Test-Driven Development

Overview

Write the test first. Watch it fail. Write minimal code to pass. No exceptions.

If you didn't watch the test fail, you don't know if it tests the right thing. Tests written after implementation pass immediately — that proves nothing.

When to Use

Always:

New features (small or large)
Bug fixes
Refactoring
Behavior changes
When using plan-driven-development (TDD integrates into milestone tasks)

Exceptions (ask the user first):

Throwaway prototypes or spike explorations
Pure configuration changes (env vars, settings)
Documentation-only changes

The Iron Law

NO PRODUCTION CODE WITHOUT A FAILING TEST FIRST

Wrote code before the test? Delete it. Start over. Don't keep it as "reference" — you'll adapt it instead of writing from tests. Delete means delete.

Red-Green-Refactor Cycle

1. RED — Write a Failing Test

Write one test that describes what the code should do.

Run it. Confirm it fails. The failure must be because the feature is missing, not because of a typo or import error.

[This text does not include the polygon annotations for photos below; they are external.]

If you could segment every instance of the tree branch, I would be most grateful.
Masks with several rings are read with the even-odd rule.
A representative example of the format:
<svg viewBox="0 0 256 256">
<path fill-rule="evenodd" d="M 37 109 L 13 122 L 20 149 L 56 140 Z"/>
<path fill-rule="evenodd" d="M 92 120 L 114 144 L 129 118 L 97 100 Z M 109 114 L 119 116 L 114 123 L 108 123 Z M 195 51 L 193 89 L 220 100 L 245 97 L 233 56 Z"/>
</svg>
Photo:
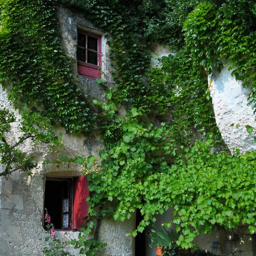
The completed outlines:
<svg viewBox="0 0 256 256">
<path fill-rule="evenodd" d="M 0 177 L 2 176 L 8 175 L 9 174 L 10 174 L 11 173 L 12 173 L 14 172 L 15 172 L 15 171 L 22 169 L 22 166 L 17 166 L 16 168 L 14 168 L 14 169 L 13 169 L 12 170 L 8 170 L 8 168 L 6 167 L 6 168 L 5 168 L 5 170 L 4 172 L 0 172 Z"/>
</svg>

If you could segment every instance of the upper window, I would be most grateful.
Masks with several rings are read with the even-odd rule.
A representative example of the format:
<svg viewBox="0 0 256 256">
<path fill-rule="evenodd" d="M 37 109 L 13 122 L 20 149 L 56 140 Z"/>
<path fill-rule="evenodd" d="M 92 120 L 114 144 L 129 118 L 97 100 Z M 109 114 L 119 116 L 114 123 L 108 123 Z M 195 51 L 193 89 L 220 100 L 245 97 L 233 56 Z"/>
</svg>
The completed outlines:
<svg viewBox="0 0 256 256">
<path fill-rule="evenodd" d="M 79 74 L 90 78 L 100 77 L 100 36 L 78 29 L 76 58 Z"/>
</svg>

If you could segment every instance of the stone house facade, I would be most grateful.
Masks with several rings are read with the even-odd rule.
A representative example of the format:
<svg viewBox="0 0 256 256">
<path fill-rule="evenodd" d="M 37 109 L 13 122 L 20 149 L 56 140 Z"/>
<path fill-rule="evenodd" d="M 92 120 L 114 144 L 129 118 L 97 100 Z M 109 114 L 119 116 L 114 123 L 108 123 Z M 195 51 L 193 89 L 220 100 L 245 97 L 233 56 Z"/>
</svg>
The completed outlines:
<svg viewBox="0 0 256 256">
<path fill-rule="evenodd" d="M 100 66 L 105 74 L 103 78 L 104 81 L 111 84 L 113 81 L 110 74 L 110 62 L 104 32 L 88 22 L 78 12 L 60 6 L 58 15 L 63 46 L 70 57 L 76 58 L 78 44 L 79 46 L 78 37 L 80 36 L 78 36 L 78 34 L 80 33 L 81 36 L 86 38 L 86 45 L 84 47 L 80 45 L 81 52 L 87 53 L 85 57 L 86 59 L 82 61 L 89 63 L 89 65 L 85 65 L 86 69 L 88 66 L 90 68 L 90 63 L 99 66 L 100 60 L 95 60 L 94 52 L 96 50 L 95 44 L 94 46 L 93 44 L 96 42 L 95 38 L 100 38 L 100 43 L 98 40 L 97 43 L 100 43 L 98 49 L 101 49 Z M 81 31 L 84 32 L 79 32 Z M 88 46 L 90 44 L 91 46 Z M 162 49 L 160 47 L 158 48 L 156 52 L 160 56 L 168 54 L 166 48 Z M 90 95 L 92 99 L 97 98 L 104 102 L 104 92 L 93 79 L 95 70 L 89 70 L 90 75 L 86 77 L 83 72 L 86 72 L 86 76 L 88 70 L 81 71 L 78 66 L 78 70 L 77 67 L 76 63 L 74 63 L 74 74 L 83 86 L 85 93 Z M 209 78 L 209 85 L 217 123 L 230 149 L 238 148 L 242 152 L 256 149 L 253 134 L 248 134 L 245 128 L 246 125 L 249 124 L 255 130 L 256 122 L 252 109 L 248 105 L 246 94 L 248 91 L 242 88 L 242 82 L 232 77 L 226 68 L 223 69 L 220 74 L 216 72 L 212 74 Z M 6 93 L 2 90 L 0 91 L 0 102 L 1 106 L 11 109 Z M 16 114 L 18 116 L 18 113 L 16 112 Z M 230 126 L 234 120 L 240 123 L 239 128 Z M 12 128 L 10 137 L 14 140 L 19 136 L 18 124 L 14 125 Z M 60 126 L 56 127 L 56 130 L 64 133 L 64 129 Z M 99 135 L 95 133 L 94 135 L 95 138 L 92 139 L 82 135 L 64 134 L 64 146 L 62 150 L 63 154 L 71 157 L 76 155 L 98 156 L 98 152 L 103 148 L 103 145 Z M 36 160 L 38 165 L 33 170 L 31 176 L 14 172 L 7 180 L 0 178 L 0 256 L 43 255 L 42 250 L 45 246 L 44 238 L 47 235 L 44 228 L 46 182 L 54 182 L 54 179 L 71 180 L 80 175 L 81 170 L 74 164 L 68 166 L 62 164 L 58 168 L 53 164 L 46 166 L 43 165 L 44 160 L 54 159 L 54 154 L 49 152 L 44 146 L 39 146 L 36 152 L 32 151 L 28 142 L 24 147 L 26 152 L 36 156 Z M 172 216 L 172 210 L 170 209 L 163 215 L 158 216 L 157 225 L 160 226 L 161 223 L 170 220 Z M 99 255 L 142 256 L 135 251 L 136 239 L 126 236 L 134 230 L 136 223 L 135 214 L 128 221 L 124 222 L 108 219 L 103 220 L 100 228 L 99 238 L 106 242 L 108 246 Z M 250 235 L 246 227 L 244 226 L 238 228 L 235 232 L 238 236 L 235 238 L 234 236 L 229 236 L 227 232 L 215 230 L 211 234 L 199 236 L 195 242 L 211 251 L 212 242 L 221 240 L 222 243 L 218 245 L 218 254 L 237 256 L 256 255 L 254 236 Z M 57 233 L 60 239 L 67 240 L 76 237 L 79 232 L 59 231 Z M 154 255 L 154 250 L 148 246 L 150 243 L 148 238 L 146 237 L 144 239 L 145 244 L 141 246 L 146 246 L 146 256 Z M 75 250 L 72 252 L 79 255 Z"/>
</svg>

pytest tests/test_{module}.py::TestClassName::test_method -v

If the test passes immediately, you're testing existing behavior. Fix the test.

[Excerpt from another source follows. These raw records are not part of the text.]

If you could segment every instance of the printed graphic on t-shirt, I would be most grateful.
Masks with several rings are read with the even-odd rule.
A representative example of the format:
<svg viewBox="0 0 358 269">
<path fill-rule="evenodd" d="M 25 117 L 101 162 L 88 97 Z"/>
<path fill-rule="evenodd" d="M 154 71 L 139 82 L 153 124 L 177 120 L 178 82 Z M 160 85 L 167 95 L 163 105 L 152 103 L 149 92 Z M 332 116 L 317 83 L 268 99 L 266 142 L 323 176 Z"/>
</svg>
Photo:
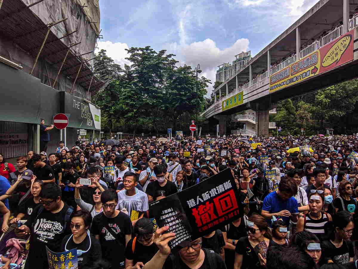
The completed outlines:
<svg viewBox="0 0 358 269">
<path fill-rule="evenodd" d="M 38 219 L 34 226 L 34 232 L 37 235 L 37 240 L 48 243 L 49 241 L 54 240 L 56 234 L 61 233 L 63 229 L 63 227 L 58 221 L 45 218 Z"/>
</svg>

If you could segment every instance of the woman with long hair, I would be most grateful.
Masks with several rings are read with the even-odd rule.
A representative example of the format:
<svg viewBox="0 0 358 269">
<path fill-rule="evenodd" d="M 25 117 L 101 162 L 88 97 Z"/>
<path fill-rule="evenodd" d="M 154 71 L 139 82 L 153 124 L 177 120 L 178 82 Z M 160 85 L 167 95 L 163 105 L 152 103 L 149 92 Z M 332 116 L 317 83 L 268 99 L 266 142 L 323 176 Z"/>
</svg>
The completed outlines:
<svg viewBox="0 0 358 269">
<path fill-rule="evenodd" d="M 353 261 L 354 255 L 353 244 L 349 240 L 354 230 L 353 217 L 349 212 L 342 211 L 334 217 L 333 221 L 324 226 L 324 231 L 329 239 L 321 244 L 323 263 L 331 260 L 344 264 Z"/>
<path fill-rule="evenodd" d="M 234 269 L 261 268 L 265 265 L 267 249 L 272 245 L 271 233 L 263 217 L 253 214 L 247 226 L 248 236 L 241 237 L 236 244 Z"/>
<path fill-rule="evenodd" d="M 308 197 L 309 211 L 303 218 L 300 218 L 297 223 L 297 231 L 310 232 L 321 241 L 325 236 L 325 225 L 332 220 L 330 214 L 322 211 L 324 204 L 324 193 L 323 189 L 311 190 Z"/>
<path fill-rule="evenodd" d="M 155 231 L 151 220 L 139 219 L 133 230 L 135 236 L 129 240 L 126 247 L 126 269 L 144 266 L 159 249 L 153 241 Z"/>
</svg>

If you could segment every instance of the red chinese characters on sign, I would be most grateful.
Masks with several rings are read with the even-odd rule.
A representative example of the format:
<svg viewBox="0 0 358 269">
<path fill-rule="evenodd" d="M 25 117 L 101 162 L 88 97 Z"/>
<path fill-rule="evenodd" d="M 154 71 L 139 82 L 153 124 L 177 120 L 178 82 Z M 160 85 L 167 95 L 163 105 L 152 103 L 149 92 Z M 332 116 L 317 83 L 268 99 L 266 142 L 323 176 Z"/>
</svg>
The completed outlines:
<svg viewBox="0 0 358 269">
<path fill-rule="evenodd" d="M 240 213 L 233 189 L 215 198 L 213 200 L 213 202 L 207 201 L 205 204 L 192 209 L 193 215 L 200 232 L 217 225 L 227 220 L 228 217 L 232 218 Z"/>
</svg>

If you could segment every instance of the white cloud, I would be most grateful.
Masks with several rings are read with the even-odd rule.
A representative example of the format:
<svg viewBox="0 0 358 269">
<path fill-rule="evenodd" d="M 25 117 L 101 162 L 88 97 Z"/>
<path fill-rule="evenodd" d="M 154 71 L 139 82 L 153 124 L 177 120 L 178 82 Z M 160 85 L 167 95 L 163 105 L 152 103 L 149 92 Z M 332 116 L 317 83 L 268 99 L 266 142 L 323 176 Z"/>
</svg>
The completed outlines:
<svg viewBox="0 0 358 269">
<path fill-rule="evenodd" d="M 107 55 L 122 67 L 124 68 L 125 63 L 130 65 L 130 62 L 125 59 L 129 56 L 125 49 L 129 48 L 128 45 L 125 43 L 113 43 L 110 41 L 99 41 L 97 45 L 99 50 L 96 49 L 95 52 L 97 53 L 101 49 L 105 49 L 107 51 Z"/>
</svg>

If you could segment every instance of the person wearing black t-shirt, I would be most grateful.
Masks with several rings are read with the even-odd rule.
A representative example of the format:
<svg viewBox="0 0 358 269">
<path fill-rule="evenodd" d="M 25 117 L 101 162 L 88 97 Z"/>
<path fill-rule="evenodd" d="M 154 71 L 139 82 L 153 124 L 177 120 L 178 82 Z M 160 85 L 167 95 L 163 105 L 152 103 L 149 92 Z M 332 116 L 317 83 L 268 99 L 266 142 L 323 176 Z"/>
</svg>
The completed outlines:
<svg viewBox="0 0 358 269">
<path fill-rule="evenodd" d="M 146 218 L 138 220 L 134 227 L 136 237 L 129 240 L 126 248 L 126 268 L 144 266 L 157 253 L 159 249 L 153 241 L 154 231 L 151 220 Z"/>
<path fill-rule="evenodd" d="M 34 174 L 37 177 L 37 179 L 42 180 L 44 183 L 54 182 L 55 176 L 51 166 L 41 161 L 39 154 L 35 154 L 33 158 Z"/>
<path fill-rule="evenodd" d="M 61 165 L 56 162 L 56 155 L 51 153 L 48 155 L 49 165 L 53 171 L 55 182 L 58 185 L 62 183 L 62 169 Z"/>
<path fill-rule="evenodd" d="M 103 212 L 93 218 L 91 232 L 101 243 L 103 258 L 112 268 L 122 269 L 125 268 L 126 246 L 131 237 L 132 222 L 127 214 L 116 209 L 118 196 L 114 190 L 102 193 L 101 201 Z"/>
<path fill-rule="evenodd" d="M 164 164 L 157 165 L 153 169 L 157 180 L 150 182 L 145 190 L 145 193 L 148 195 L 148 203 L 153 202 L 153 196 L 158 190 L 164 191 L 166 196 L 169 196 L 178 192 L 175 184 L 164 177 L 166 170 L 166 167 Z"/>
<path fill-rule="evenodd" d="M 76 181 L 79 175 L 74 171 L 74 165 L 72 162 L 67 162 L 63 166 L 63 183 L 60 184 L 62 189 L 62 199 L 73 208 L 77 207 L 74 200 L 74 188 Z"/>
<path fill-rule="evenodd" d="M 88 230 L 92 222 L 91 213 L 79 210 L 73 213 L 70 225 L 72 234 L 65 236 L 61 244 L 62 251 L 77 249 L 78 269 L 93 266 L 102 256 L 101 245 Z"/>
<path fill-rule="evenodd" d="M 212 250 L 202 248 L 201 237 L 191 242 L 182 242 L 179 244 L 181 248 L 178 250 L 177 254 L 169 256 L 171 250 L 168 242 L 175 238 L 175 234 L 164 233 L 169 228 L 169 226 L 165 226 L 155 231 L 153 240 L 159 250 L 145 264 L 144 267 L 145 269 L 226 269 L 225 263 L 219 254 Z"/>
<path fill-rule="evenodd" d="M 25 269 L 49 268 L 46 247 L 60 252 L 63 237 L 70 232 L 69 216 L 73 209 L 61 199 L 61 188 L 55 183 L 44 185 L 40 194 L 40 204 L 34 209 L 31 217 L 20 227 L 24 232 L 20 235 L 30 234 L 30 248 Z"/>
</svg>

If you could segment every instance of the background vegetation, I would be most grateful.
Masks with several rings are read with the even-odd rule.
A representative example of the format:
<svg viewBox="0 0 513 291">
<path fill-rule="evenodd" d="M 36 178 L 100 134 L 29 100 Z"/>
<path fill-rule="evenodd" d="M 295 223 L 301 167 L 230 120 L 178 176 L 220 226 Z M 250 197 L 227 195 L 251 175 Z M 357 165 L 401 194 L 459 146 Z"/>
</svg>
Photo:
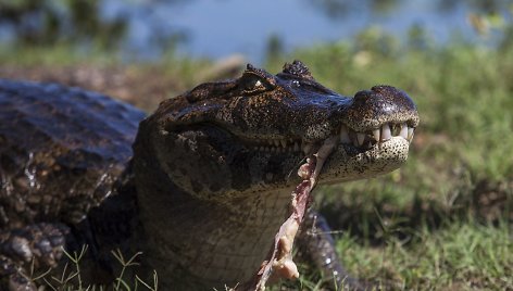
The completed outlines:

2. GREEN — Write Minimal Code

Write the simplest code that makes the test pass. Don't add features, refactor, or "improve" beyond what the test requires.

pytest tests/test_{module}.py -v

All tests must pass — the new one and all existing ones.

3. REFACTOR — Clean Up

Only after green. Remove duplication, improve names, extract helpers. Keep all tests green. Don't add behavior.

4. REPEAT

Next failing test for the next behavior.

What Makes a Good Test

Test Real Behavior, Not Plumbing

Tests should verify business outcomes, not that frameworks work.

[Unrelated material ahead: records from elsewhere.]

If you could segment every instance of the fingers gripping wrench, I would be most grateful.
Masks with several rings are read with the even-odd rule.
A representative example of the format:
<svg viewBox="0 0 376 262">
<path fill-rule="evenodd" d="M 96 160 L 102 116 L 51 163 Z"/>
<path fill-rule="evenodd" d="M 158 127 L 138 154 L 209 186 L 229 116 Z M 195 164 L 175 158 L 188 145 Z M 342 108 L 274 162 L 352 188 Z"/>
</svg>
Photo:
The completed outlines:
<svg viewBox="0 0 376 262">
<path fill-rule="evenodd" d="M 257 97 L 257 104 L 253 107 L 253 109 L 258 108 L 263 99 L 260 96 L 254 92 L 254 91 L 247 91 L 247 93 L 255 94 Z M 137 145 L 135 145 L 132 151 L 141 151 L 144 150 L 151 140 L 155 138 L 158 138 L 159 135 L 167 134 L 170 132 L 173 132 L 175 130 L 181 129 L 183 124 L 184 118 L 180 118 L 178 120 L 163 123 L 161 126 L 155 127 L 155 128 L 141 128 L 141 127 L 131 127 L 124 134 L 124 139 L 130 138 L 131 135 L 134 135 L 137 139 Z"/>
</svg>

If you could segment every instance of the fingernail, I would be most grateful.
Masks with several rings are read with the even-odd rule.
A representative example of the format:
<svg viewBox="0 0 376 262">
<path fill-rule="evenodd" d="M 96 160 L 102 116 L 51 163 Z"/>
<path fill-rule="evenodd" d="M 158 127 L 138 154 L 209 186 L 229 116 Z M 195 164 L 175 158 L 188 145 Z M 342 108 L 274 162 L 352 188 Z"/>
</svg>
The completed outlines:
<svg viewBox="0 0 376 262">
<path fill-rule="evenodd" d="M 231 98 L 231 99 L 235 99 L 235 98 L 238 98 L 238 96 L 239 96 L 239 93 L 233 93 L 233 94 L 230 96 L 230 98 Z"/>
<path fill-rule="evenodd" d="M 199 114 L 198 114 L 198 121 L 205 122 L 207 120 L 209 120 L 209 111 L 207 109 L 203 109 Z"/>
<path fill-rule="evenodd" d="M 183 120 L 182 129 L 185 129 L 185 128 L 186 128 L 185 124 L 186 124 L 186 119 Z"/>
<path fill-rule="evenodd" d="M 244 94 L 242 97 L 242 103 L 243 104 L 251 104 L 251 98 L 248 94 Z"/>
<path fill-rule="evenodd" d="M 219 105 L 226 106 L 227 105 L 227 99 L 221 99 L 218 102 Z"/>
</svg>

Good — tests actual behavior:

async def test_upsert_updates_existing_record(writer, test_engine, test_schema):
    await writer.ensure_schema(test_schema)
    await writer.ensure_table(test_schema, "users", {"id": "1", "name": "Alice", "status": "new"})
    await writer.upsert_records(test_schema, "users", [{"id": "1", "name": "Alice", "status": "new"}])

    # Upsert with updated status
    count = await writer.upsert_records(
        test_schema, "users", [{"id": "1", "name": "Alice", "status": "active"}]
    )
    assert count == 1

    # Verify the actual data changed in the database
    async with test_engine.connect() as conn:
        result = await conn.execute(
            text(f'SELECT "status" FROM "{test_schema}"."users" WHERE "id" = \'1\'')
        )
        assert result.scalar() == "active"

Bad — tests that the framework returns 200:

async def test_endpoint_works(client):
    response = await client.get("/v1/health")
    assert response.status_code == 200  # This tells you nothing useful

Test Naming

Name tests so failures are self-documenting:

# Good — describes the behavior
async def test_rejects_duplicate_sync_trigger_with_409(...)
async def test_expired_otp_returns_unauthorized(...)
async def test_upsert_sets_synced_at_timestamp(...)

# Bad — vague
async def test_sync_works(...)
async def test_auth(...)
async def test_api(...)

One Behavior Per Test

If the test name has "and" in it, split it into two tests.

No Mocks

Do not use unittest.mock, MagicMock, patch, or any mocking library.

Tests must hit real infrastructure:

| What | How to Test | |------|-------------| | Database operations | Real Postgres with cleanup-based isolation | | API endpoints | Full HTTP via FastAPI test client against real DB | | Service classes | Instantiate real classes, call real methods | | Provider APIs (Zendesk, etc.) | Real API with test credentials, or VCR cassettes as last resort | | Nango OAuth | Nango sandbox/test environment |

The only acceptable mock: A third-party API that has no sandbox, no test environment, and charges per call. Document why with a comment above the mock:

# Mock required: Stripe charges real money per API call and
# their sandbox is down. No viable alternative for CI.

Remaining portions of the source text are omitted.